Other snippets of memory include the remains of James Courtney the Monday after the race after a heavy night, pale, shaking and refusing to come out from behind his dark glasses. It was 10am when he walked back in. Presumably he didn't head for the hotel breakfast room and what he referred to as the weird-arse breakfasts. Then there was riding a mini-moke round the track with Charlie Kimball at the wheel, on the grounds that he was one of few drivers we would trust in such circumstances and even he tried to get the thing on two wheels round a roundabout. Then there was Robert Kubica getting behind the wheel of the bus when the driver who was supposed to be bringing us back from some celebratory event or other disappeared. In the end he decided he didn't want to be arrested for bus thievery, but for a minute there we were looking at quite an exciting lap! Mind you his most exciting lap may well have been run in 2004 when he drove the event for Carlin and came oh so close to victory. Of course 2004 was also the year when we were treated to the entertaining - for the spectators anyway - spectacle of Nico Rosberg and Lewis Hamilton both making a complete nonsense of it, and skating off at Lisboa in perfect formation. Just goes to show really that talent doesn't always guarantee results and even the best of us have off days.

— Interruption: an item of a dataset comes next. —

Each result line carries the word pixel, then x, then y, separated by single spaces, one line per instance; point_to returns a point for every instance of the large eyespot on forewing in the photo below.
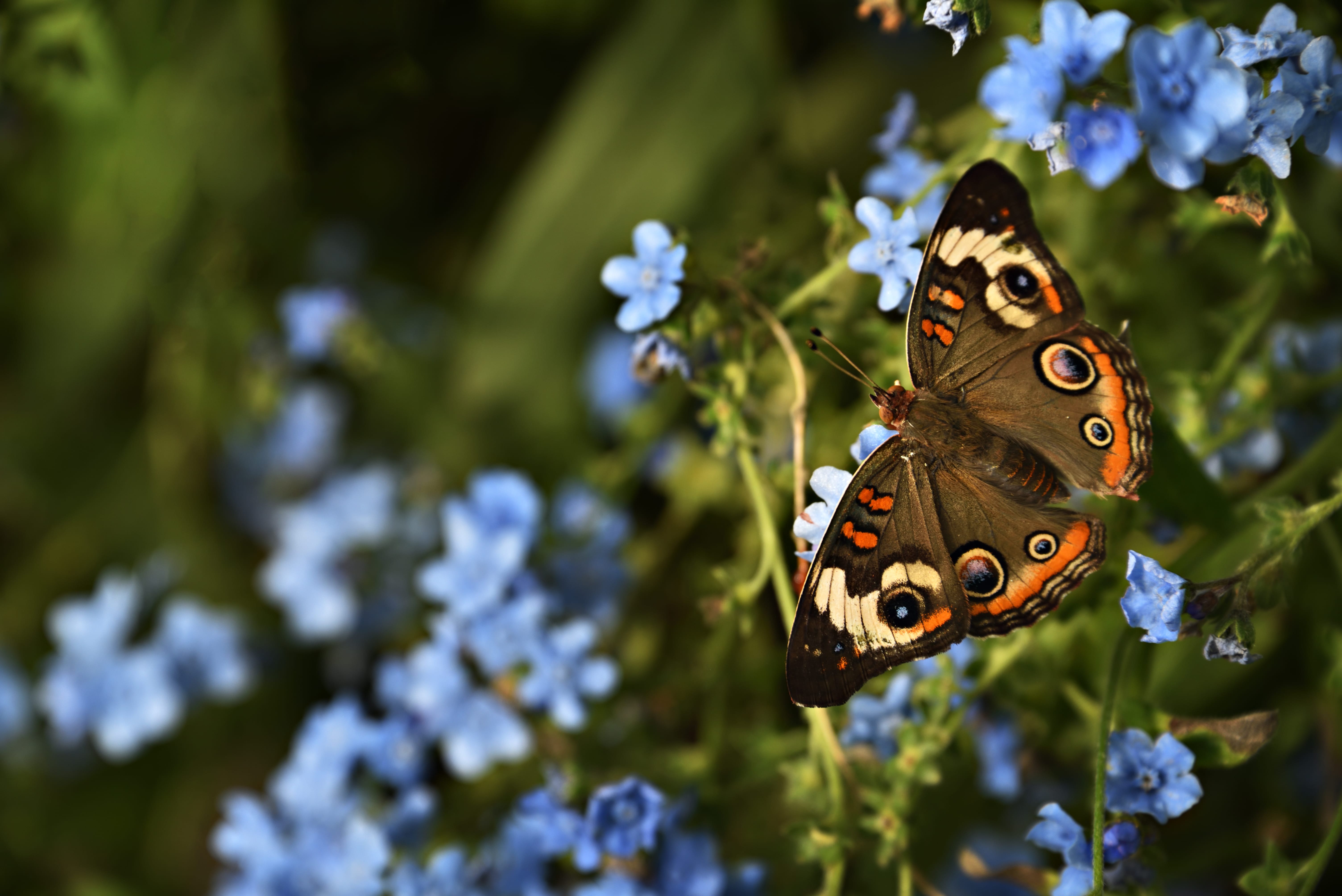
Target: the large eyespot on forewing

Other current or soon to be F1 drivers have also provided memorable moments both on and off the track. When Heikki Kovalainen made his F3 debut here in 2001 the deal came together so late in the day that he had no time to study the track in advance. Thus he was suitably cautious when he went out, at one point realising he didn't know where he was on the track. It was just as well he backed off because "I wasn't where I thought I was." He managed to impress despite that. Off the track, Sebastian Vettel being a one man menace with a deadly aim with a bread roll probably won't surprise anyone, but we suspect that Bruno Senna getting so bored with the speeches at the post-race prize-giving that he threatened to cut his wrists with a dessert spoon might.
And one final word of warning. You do not ever want to find yourself sitting next to Fabio Carbone on a long haul flight. He will drive you crazy until he falls asleep, and then he'll drool on your shoulder for 9 hours.